Convalescing Cuban leader Fidel Castro has jumped back into the limelight with two newspaper columns attacking the United States that point to a future role as elder statesman for the 80-year-old revolutionary.

Eight months after stomach surgery forced him to hand over power to his brother Raul, Mr Castro is back in fighting form, albeit from his sickbed.

In the columns published by the Communist Party newspaper Granma in the past two weeks, Mr Castro denounced his archenemy the United States for using food crops for biofuels, saying the Bush administration's ethanol plans will increase hunger among the world's poor.

Cubans are no longer asking whether Mr Castro will live or die. They now wonder when and how he will reappear in public.

"I think he will be back but with fewer duties," a pharmacy professor who did not want to be identified said at the University of Havana where Mr Castro began his political career with rousing speeches as a law student 60 years ago.

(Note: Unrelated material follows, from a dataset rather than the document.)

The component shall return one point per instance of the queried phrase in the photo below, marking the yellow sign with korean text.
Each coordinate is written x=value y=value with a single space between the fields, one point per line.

Havana housewife Ana Valdes said, "I want to see him at the May 1 rally in Revolution Square." Ms Valdes, who complained about economic hardship in Cuba, added, "Better the devil you know than the devil you don't."

Cuban officials say Mr Castro is steadily recovering from his surgery and it is just a question of time until he resumes the presidency he temporarily ceded to Raul Castro on July 31.

Mr Castro is thought to have suffered from diverticulitis, an inflammation of the large intestine that required complicated surgery. His main ally, Venezuelan President Hugo Chavez, said last month Mr Castro's life had been in danger at one point.